Eran más de las 12 de la noche y aún había luz en un cielo sin amaneceres ni puestas de sol, y que desde la mañana mostraba un aspecto gris y turbio.
El viento y la lluvia pese a ser el veraniego mes de julio
me habían azotado todo el día. En la atmósfera había algo irreal y yo volvía al
hotel con una mojadura impresionante. La claridad de un día de 24 horas sobre
24 no iban a ser de gran ayuda para conciliar el sueño y aquel no parecía el
lugar más adecuado para superar mi reciente desengaño, pero allí estaba, cerca
del círculo polar ártico, con la extraña sensación de ¿Qué hago yo aquí?
Y para
un convencido urbanita como yo, visitar un país de apenas 300.000 habitantes, casi todos concentrados en la única población que se puede considerar propiamente una ciudad, la capital Reikiavic, y una extensión del tamaño de Andalucía y Murcia juntas, en un terreno apenas violentado por el hombre, la respuesta parece clara, salir de mi zona de
confort, ampliar mi mundo, saciar mi curiosidad, alimentar mi mente; buscar el
lugar donde surgen los sueños que se que no voy a encontrar, pero disfrutar
igualmente al máximo de las peripecias del camino.
Y eso fue precisamente lo que encontré en Islandia,
naturaleza en estado puro, como la cascada Gullfoss, uno de los monumentos
naturales más impactantes que he visto, creada por la ruptura de dos placas
tectónicas que forman un abrupto corte en la llanura; la caída del agua, aunque
no especialmente elevada (sólo 32 metros ) , es todo vigor y energía. El
atronador sonido del agua martilleaba mi cerebro, me sobrecogía y me hacía volar
a un paisaje apocalíptico, auténticamente extraterrestre, las rupturas tectónicas
del suelo me permitían cruzar de la placa continental europea a la americana, del
suelo surgían géiseres y de los muros que parecían formar sus montañas caía de
nuevo agua en forma de cascadas como en Skogaffos.

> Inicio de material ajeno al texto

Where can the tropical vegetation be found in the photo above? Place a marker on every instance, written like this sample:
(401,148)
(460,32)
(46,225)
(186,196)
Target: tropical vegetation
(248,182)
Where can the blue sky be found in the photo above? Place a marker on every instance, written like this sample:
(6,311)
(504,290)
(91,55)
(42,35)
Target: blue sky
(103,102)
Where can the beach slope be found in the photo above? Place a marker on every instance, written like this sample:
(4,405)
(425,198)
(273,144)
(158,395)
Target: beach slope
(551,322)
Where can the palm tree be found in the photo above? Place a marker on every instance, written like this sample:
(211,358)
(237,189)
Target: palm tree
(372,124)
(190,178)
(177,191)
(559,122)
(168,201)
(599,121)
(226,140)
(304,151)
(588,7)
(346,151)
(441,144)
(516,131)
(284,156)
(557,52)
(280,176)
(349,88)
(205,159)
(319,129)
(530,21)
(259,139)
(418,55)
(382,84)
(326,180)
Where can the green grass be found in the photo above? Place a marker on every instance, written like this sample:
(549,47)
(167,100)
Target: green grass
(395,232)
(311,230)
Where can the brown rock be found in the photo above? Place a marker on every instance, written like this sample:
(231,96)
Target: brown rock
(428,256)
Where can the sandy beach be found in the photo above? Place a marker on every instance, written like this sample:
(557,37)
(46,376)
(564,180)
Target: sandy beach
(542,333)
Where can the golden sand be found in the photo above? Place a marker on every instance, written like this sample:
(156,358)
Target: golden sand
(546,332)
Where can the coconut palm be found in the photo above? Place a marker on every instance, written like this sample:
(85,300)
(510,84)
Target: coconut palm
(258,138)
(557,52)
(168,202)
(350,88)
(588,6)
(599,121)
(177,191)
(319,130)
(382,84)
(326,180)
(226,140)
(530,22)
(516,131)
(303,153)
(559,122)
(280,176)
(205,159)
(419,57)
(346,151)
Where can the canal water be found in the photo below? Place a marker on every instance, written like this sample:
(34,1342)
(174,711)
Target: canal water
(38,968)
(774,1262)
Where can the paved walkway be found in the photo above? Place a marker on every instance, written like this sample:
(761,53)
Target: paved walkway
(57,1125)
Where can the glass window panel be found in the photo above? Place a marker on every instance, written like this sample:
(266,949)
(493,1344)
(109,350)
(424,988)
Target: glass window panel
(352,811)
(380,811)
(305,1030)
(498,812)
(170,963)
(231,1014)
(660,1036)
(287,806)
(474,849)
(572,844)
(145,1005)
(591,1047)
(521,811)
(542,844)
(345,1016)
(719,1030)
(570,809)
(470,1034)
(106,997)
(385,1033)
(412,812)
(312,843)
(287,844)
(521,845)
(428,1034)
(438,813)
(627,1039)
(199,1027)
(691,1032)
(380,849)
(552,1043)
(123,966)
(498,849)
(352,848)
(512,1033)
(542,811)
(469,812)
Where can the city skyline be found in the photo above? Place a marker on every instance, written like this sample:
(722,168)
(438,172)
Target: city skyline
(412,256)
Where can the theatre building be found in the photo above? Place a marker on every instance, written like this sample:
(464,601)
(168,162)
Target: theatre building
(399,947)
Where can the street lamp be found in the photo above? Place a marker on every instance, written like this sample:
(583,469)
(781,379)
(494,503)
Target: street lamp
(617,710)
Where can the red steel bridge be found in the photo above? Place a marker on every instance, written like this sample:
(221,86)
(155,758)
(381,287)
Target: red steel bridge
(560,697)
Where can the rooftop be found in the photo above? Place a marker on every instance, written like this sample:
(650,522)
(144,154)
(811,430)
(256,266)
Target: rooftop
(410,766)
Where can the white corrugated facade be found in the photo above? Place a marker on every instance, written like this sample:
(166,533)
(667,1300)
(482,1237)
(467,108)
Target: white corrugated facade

Las playas de arena negra tenían una fisonomía tan extraña y
la naturaleza había esculpido las piedras de una forma tan singular que parecían
ser diseñadas para homenajear a los trolls, en los que se inspiran muchas
leyendas y sagas islandesas.
En el interior de la isla abundaban los glaciales, kilométricas
extensiones de nieve perpetua, donde el blanco de la nieve es salpicado por el
negro de la ceniza de los numerosos volcanes, esas bocas de fuego que permiten
que las lagunas mantengan el agua caliente pese que el resto del entorno esté
helado.
Esas corrientes de agua caliente son las que posibilitan en gran medida que la vida sea viable en un lugar tan desapacible.

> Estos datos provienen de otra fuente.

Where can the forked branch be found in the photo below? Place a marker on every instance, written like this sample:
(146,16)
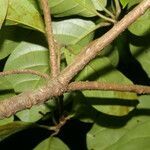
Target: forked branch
(50,38)
(59,84)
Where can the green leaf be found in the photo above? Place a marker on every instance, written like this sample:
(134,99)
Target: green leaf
(23,12)
(109,102)
(86,8)
(144,102)
(36,112)
(12,128)
(99,4)
(129,2)
(10,38)
(6,120)
(3,11)
(5,84)
(136,138)
(142,25)
(110,138)
(27,56)
(141,51)
(101,137)
(51,143)
(70,31)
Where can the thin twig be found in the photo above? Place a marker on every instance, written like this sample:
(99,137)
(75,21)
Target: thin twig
(109,13)
(50,38)
(139,89)
(25,71)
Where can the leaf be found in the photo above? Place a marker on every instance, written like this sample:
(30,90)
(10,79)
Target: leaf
(3,11)
(27,56)
(5,84)
(51,143)
(129,2)
(110,138)
(23,12)
(109,102)
(141,51)
(86,8)
(12,128)
(36,112)
(136,138)
(142,25)
(72,30)
(10,38)
(6,120)
(4,95)
(101,137)
(99,4)
(144,102)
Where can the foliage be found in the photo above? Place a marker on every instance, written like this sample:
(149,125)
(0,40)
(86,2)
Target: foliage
(117,121)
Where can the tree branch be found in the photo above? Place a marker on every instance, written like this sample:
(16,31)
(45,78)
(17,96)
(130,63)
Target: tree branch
(139,89)
(96,46)
(50,38)
(58,85)
(24,71)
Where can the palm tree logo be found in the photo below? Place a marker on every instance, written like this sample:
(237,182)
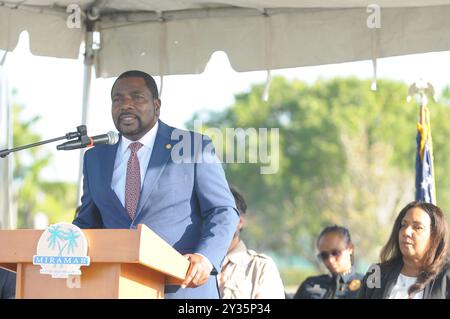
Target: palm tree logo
(61,240)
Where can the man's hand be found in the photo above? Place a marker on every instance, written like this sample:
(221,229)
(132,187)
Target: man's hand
(199,271)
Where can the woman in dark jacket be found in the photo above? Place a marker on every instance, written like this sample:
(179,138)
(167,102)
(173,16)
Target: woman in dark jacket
(336,252)
(414,261)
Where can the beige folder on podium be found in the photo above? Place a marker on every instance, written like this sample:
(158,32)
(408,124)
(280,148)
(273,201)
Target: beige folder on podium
(124,264)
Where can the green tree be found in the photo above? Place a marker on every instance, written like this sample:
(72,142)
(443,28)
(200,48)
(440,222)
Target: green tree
(34,194)
(346,156)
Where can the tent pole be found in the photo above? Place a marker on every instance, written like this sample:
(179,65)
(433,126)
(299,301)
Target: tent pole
(8,208)
(87,76)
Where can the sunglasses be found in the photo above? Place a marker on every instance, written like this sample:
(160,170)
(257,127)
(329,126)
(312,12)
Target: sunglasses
(324,255)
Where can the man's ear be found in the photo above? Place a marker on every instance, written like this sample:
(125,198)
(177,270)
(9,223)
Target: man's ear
(241,221)
(157,103)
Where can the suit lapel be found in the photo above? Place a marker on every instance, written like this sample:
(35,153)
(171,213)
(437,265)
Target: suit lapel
(158,160)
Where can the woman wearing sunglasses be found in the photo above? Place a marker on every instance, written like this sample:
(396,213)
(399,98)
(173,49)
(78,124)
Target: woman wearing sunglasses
(414,261)
(336,252)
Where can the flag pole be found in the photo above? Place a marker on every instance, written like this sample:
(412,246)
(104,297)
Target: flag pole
(425,184)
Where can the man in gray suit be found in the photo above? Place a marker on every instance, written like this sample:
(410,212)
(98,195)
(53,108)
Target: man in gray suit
(165,178)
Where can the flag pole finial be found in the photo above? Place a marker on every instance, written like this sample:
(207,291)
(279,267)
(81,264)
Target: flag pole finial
(423,89)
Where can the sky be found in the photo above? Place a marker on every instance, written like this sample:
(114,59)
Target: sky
(52,87)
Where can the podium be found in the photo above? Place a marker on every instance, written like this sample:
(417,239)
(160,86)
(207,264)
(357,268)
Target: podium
(124,264)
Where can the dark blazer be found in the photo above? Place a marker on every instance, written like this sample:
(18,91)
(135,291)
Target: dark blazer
(436,289)
(330,287)
(7,284)
(187,203)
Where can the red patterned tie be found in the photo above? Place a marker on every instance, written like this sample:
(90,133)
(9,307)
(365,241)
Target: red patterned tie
(133,181)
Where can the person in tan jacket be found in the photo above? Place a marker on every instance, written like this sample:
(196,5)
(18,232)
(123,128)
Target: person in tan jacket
(245,273)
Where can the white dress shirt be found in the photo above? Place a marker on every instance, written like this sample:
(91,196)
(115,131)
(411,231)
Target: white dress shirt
(121,161)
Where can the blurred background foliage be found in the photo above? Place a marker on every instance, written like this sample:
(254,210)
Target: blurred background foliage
(346,156)
(34,194)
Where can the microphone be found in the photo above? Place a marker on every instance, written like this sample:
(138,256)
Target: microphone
(110,138)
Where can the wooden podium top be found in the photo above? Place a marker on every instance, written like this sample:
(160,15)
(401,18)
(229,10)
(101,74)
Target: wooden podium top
(137,246)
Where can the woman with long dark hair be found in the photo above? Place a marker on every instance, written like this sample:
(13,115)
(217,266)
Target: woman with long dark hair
(414,262)
(336,252)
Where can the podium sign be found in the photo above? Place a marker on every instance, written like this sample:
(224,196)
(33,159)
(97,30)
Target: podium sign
(123,264)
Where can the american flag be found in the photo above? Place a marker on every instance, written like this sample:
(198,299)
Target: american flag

Especialmente curioso me pareció el complejo geotérmico de la laguna azul, ubicado entre campos de lava y hermosos paisajes, un oasis de calor natural con agradables temperaturas de 37º en el que disfrutar del paisaje al resguardo del agua tibia, donde curiosamente me sentí de nuevo en una zona de confort.
Mi presencia en la desolada isla ya no era un grito infinito perforando la naturaleza a modo del cuadro de Munch, al fin me había mimetizado con el entorno y los torbellinos que me acosaban interiormente se habían diluido, los horizontes se habían ampliado, ya no sentía la gélida sensación de la incertidumbre, incluso en las entrañas de la congelada isla había posibilidades de vida, de nuevas y agradables sensaciones y de regeneración.
Desde la calidez del agua de la laguna podía mirar cara a cara a las figuras negras y disfrutar de la hermosura del desolado paisaje, casi extraterrestre. Había encontrado un nuevo lugar en el mundo y ampliado mi zona de confort, en ese incierto umbral donde el mundo se acaba y los sueños pueden convertirse en pesadilla.